I cannot provide figures, but for me, when debugging within code that is not my own, I find that even something as simple as a call tree is often a big help (it is complementary to a stack trace, as you often want to figure out what was going on before the failure.)

My guess is that more sophisticated and powerful tools for understanding software will do more to improve its development than yet another language.

I'm curious about how you use this during debugging, would you mind elaborating on what language(s) you're using the call-graph from?

I'm wondering because I've been studying building automated program reasoning tools and have found that even just creating the call-graph is difficult: I imagine the end result potentially confusing the user because it is either incomplete or overly pessimistic. For example, the LLVM call-graph (apart from not being in the language directly used by the developer) does not include edges from indirect calls because their targets cannot be resolved (so it is incomplete). Alternatively, in the case where you don't know which function is called you can just add an edge to every function in the program (pessimistically).

The same story goes for the dependency graph.

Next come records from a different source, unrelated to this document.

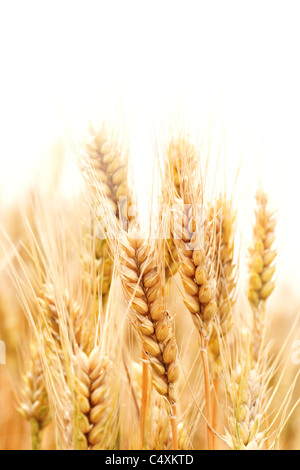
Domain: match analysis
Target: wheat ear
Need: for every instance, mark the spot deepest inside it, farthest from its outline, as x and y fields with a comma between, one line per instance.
x=107, y=173
x=94, y=423
x=180, y=162
x=141, y=277
x=198, y=278
x=262, y=271
x=33, y=400
x=222, y=218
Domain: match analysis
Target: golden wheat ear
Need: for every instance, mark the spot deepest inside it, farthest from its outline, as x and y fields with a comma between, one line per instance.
x=262, y=255
x=33, y=402
x=105, y=167
x=141, y=278
x=180, y=163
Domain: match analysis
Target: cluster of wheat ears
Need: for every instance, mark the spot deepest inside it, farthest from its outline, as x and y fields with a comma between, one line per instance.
x=104, y=361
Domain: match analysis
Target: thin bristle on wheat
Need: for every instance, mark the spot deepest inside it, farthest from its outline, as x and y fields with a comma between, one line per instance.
x=223, y=218
x=141, y=280
x=95, y=429
x=33, y=400
x=181, y=160
x=262, y=271
x=197, y=271
x=108, y=177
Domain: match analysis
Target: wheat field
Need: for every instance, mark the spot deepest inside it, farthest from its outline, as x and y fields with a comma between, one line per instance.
x=149, y=261
x=125, y=337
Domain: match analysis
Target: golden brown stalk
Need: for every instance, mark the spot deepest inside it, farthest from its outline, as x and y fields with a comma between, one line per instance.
x=246, y=390
x=144, y=398
x=159, y=432
x=95, y=427
x=181, y=159
x=262, y=270
x=108, y=177
x=49, y=307
x=222, y=218
x=197, y=272
x=33, y=400
x=141, y=278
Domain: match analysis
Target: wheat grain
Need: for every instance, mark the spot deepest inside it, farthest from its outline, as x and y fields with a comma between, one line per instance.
x=262, y=271
x=222, y=217
x=95, y=428
x=33, y=398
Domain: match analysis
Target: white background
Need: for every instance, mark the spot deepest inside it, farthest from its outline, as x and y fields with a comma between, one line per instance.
x=63, y=62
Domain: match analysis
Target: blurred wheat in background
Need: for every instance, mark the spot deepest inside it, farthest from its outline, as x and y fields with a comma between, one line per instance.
x=148, y=239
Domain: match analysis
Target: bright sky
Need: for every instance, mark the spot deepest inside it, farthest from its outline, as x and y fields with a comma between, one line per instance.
x=63, y=62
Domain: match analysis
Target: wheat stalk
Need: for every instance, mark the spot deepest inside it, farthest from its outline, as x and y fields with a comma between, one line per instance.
x=262, y=271
x=95, y=427
x=106, y=169
x=33, y=398
x=141, y=277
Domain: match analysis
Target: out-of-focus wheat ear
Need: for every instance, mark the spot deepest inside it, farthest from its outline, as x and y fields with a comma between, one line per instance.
x=246, y=394
x=106, y=170
x=222, y=218
x=262, y=256
x=33, y=398
x=95, y=408
x=180, y=163
x=195, y=242
x=141, y=278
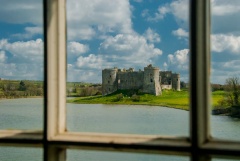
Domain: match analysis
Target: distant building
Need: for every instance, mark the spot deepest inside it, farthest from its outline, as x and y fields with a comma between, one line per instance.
x=151, y=80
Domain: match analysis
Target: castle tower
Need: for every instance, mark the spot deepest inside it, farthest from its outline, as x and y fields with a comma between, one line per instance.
x=109, y=81
x=151, y=83
x=176, y=81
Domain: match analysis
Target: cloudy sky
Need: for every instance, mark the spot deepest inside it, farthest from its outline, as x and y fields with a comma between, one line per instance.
x=117, y=33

I myself am a bit pessimistic myself about more powerful software understanding tools probably because I've been working on the problem for too long. It's particularly difficult because the languages end up being too difficult to analyze, and there is a huge engineering effort in creating an analyzer which is tuneable to handle various language features efficiently. But, if you have a particular problem and a particular (subset) of the language it ends up working nicely.

I have done this for C code. I will sometimes print off sections of a call tree and make notes on it to keep track of what I have found about what updates what as I work backwards from the point of failure.

I have also used the 'call hierarchy' and 'find usages' features in IntelliJ to help me navigate around Java code.

I appreciate your point that more dynamic and feature-rich languages are much more difficult (if not impossible) to analyze statically.

Call tree and deps graph is mandatory to me.